Dracula The Un-Dead is a bone-chilling sequel based on Bram Stoker's own handwritten notes for characters and plot threads excised from the original edition. Dracula The Un-Dead begins in 1912, twenty-five years after Dracula "crumbled into dust." Van Helsing's protégé, Dr. Jack Seward, is now a disgraced morphine addict obsessed with stamping out evil across Europe. Meanwhile, an unknowing Quincey Harker, the grown son of Jonathan and Mina, leaves law school for the London stage, only to stumble upon the troubled production of "Dracula," directed and produced by Bram Stoker himself.
The play plunges Quincey into the world of his parents' terrible secrets, but before he can confront them he experiences evil in a way he had never imagined. One by one, the band of heroes that defeated Dracula a quarter-century ago is being hunted down. Could it be that Dracula somehow survived their attack and is seeking revenge? Or is their another force at work whose relentless purpose is to destroy anything and anyone associated with Dracula?
I've been having really bad luck with choosing books lately. I've never had so many books making me want to build a bonfire in my backyard. This is definitely one of the ones I would burn while jumping and singing for joy.
Where to begin?
I wanted to read this book because I truly enjoyed the original Dracula. I didn't really care too much that it was written by Bram Stoker's great grand-nephew, but if anything, I thought he at least would have respect for his great uncle's masterpiece. Boy was I wrong.

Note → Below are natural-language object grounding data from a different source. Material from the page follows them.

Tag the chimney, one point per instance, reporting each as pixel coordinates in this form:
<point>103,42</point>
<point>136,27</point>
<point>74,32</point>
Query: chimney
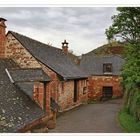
<point>2,37</point>
<point>65,47</point>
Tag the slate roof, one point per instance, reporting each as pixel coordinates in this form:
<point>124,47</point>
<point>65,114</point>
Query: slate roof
<point>52,57</point>
<point>16,108</point>
<point>29,75</point>
<point>93,65</point>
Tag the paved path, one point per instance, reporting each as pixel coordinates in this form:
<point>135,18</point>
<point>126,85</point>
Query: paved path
<point>90,118</point>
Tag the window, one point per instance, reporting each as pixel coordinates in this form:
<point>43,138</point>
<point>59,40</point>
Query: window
<point>108,91</point>
<point>107,68</point>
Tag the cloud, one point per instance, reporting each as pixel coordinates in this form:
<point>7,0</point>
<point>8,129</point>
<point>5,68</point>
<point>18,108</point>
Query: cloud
<point>83,27</point>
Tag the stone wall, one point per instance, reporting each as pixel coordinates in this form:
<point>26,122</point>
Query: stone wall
<point>66,94</point>
<point>96,83</point>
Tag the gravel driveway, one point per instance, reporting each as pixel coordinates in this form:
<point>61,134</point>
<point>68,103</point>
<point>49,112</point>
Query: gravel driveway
<point>91,118</point>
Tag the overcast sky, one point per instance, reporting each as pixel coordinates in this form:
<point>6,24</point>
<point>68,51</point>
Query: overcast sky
<point>82,27</point>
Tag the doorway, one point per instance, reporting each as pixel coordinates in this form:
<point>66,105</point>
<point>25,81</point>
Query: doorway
<point>75,91</point>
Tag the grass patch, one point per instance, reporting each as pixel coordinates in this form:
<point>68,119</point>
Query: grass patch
<point>128,122</point>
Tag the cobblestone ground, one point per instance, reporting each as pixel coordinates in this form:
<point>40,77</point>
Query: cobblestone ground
<point>91,118</point>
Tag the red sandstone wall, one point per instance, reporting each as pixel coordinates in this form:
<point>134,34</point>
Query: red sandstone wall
<point>97,82</point>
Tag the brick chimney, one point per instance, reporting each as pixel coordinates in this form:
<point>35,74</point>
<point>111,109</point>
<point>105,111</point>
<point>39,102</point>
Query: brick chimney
<point>2,37</point>
<point>65,47</point>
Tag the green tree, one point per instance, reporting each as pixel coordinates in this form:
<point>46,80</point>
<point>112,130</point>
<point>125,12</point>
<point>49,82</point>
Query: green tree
<point>126,25</point>
<point>126,28</point>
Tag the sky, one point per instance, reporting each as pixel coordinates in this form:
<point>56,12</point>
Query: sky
<point>82,27</point>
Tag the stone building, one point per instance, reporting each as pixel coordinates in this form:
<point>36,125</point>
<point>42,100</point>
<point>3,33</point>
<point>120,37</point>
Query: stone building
<point>67,87</point>
<point>104,75</point>
<point>18,110</point>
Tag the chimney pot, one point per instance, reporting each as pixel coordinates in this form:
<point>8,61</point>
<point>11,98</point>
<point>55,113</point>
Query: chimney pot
<point>2,37</point>
<point>65,47</point>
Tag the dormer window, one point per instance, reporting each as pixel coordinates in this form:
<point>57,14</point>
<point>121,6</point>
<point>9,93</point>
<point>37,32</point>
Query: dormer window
<point>107,68</point>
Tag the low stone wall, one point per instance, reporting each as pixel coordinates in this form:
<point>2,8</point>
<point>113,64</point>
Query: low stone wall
<point>96,83</point>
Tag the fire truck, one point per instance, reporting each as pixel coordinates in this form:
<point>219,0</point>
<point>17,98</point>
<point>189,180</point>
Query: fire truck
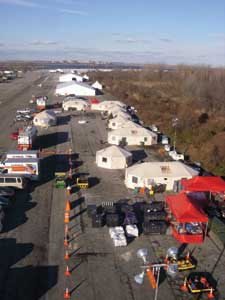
<point>27,137</point>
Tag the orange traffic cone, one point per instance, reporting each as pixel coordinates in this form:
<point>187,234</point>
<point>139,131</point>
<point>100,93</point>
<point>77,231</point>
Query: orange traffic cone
<point>184,287</point>
<point>210,294</point>
<point>67,208</point>
<point>67,272</point>
<point>68,191</point>
<point>66,242</point>
<point>67,230</point>
<point>187,257</point>
<point>66,256</point>
<point>67,294</point>
<point>70,174</point>
<point>166,260</point>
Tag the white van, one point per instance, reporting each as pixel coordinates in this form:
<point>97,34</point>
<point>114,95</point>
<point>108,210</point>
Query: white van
<point>27,166</point>
<point>13,180</point>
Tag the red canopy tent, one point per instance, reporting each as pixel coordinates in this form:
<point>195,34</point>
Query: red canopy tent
<point>204,184</point>
<point>184,211</point>
<point>94,101</point>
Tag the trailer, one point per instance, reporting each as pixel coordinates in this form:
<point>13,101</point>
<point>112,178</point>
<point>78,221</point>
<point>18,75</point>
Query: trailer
<point>22,154</point>
<point>27,137</point>
<point>27,166</point>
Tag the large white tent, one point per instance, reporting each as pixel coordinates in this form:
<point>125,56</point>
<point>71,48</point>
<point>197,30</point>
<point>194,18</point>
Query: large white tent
<point>150,173</point>
<point>74,88</point>
<point>75,104</point>
<point>45,118</point>
<point>97,85</point>
<point>106,105</point>
<point>120,122</point>
<point>70,77</point>
<point>113,157</point>
<point>132,136</point>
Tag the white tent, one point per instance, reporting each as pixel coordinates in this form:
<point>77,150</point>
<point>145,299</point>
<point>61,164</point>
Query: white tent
<point>113,157</point>
<point>97,85</point>
<point>45,118</point>
<point>75,104</point>
<point>106,105</point>
<point>120,122</point>
<point>70,77</point>
<point>150,173</point>
<point>132,136</point>
<point>74,88</point>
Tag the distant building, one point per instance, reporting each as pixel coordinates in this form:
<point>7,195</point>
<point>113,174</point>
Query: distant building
<point>113,157</point>
<point>135,136</point>
<point>74,88</point>
<point>150,173</point>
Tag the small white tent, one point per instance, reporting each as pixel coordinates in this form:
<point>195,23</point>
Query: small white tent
<point>120,122</point>
<point>45,119</point>
<point>106,105</point>
<point>113,157</point>
<point>150,173</point>
<point>70,77</point>
<point>74,88</point>
<point>75,104</point>
<point>132,136</point>
<point>97,85</point>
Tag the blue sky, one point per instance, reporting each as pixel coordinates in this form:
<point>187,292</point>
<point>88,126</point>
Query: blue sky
<point>144,31</point>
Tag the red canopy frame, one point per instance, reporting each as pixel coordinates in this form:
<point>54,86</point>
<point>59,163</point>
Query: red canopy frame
<point>184,212</point>
<point>211,184</point>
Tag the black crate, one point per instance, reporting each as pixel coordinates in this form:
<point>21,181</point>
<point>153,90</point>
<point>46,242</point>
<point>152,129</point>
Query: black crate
<point>155,216</point>
<point>91,210</point>
<point>97,220</point>
<point>124,208</point>
<point>113,220</point>
<point>154,227</point>
<point>154,206</point>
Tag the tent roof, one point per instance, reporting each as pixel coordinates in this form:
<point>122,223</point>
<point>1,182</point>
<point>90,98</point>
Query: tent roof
<point>204,183</point>
<point>137,131</point>
<point>184,210</point>
<point>46,114</point>
<point>73,83</point>
<point>161,169</point>
<point>114,151</point>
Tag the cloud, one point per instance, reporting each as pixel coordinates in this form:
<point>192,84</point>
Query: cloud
<point>24,3</point>
<point>219,35</point>
<point>166,40</point>
<point>72,11</point>
<point>132,41</point>
<point>44,43</point>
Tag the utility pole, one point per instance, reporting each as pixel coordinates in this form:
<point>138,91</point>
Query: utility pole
<point>174,125</point>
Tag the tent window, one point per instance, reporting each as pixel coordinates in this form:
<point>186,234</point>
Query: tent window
<point>134,179</point>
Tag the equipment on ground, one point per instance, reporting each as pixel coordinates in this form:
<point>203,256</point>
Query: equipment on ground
<point>60,180</point>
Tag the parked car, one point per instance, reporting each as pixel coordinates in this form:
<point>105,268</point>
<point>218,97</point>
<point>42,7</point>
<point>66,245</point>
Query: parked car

There are so many things wrong with this book. From erroneous characterization (Jonathan Harker as a drunk, really?) to just things that are so unbelievable (like Mina knowing how to drive a car, think about that, a high class woman in Victorian England just knows how to drive?) to completely predictable situations (like Quincey Harker really being Dracula's son, not Jonathan's, which you could see coming from the very first chapter and being told ad nauseum that there was a secret Mina kept from him)
The main villain, Bathory was also a joke. She was completely one dimensional, which made her soooooo evil she was actually funny. Her tantrums are the stuff of sketch comedies.
Dracula was, of course, not dead and he appears as a weak second-rate version of himself. If you loved him in the original, then RUN from this book, because it will screw with your head and mar the way you pictured him.
Stoker, Dacre not Bram, wanted to clarify the mistakes his predecessor made in the historical aspects of Dracula. He actually had Dracula, using the name Basarab, give a fictional Stoker a lecture about the faults in his book. This alone is enough to make you want to throw hot coffee on the book (or at least for me, I actually had to will myself to PUT THE COFFEE DOWN). A little subtlety, Dacre dear, okay?
And then there's the ending. Wow.
Mian becomes a vampire and dies all in the same half hour, it seems. Dracula dies, or so we think...completely set up for a sequel. And then, we see Quincey getting on a ship to New York, and behind him, without him realizing, are two crates with the name Basarab on them which also get on the ship. Can you guess which ship?
That's right, the Titanic. Marinate in that for a bit: vampire Mina, Dracula and their son Quincey on the Titanic. What do you think they'll do when the boats sinking?
I guess we'll find out, because he's making a SEQUEL!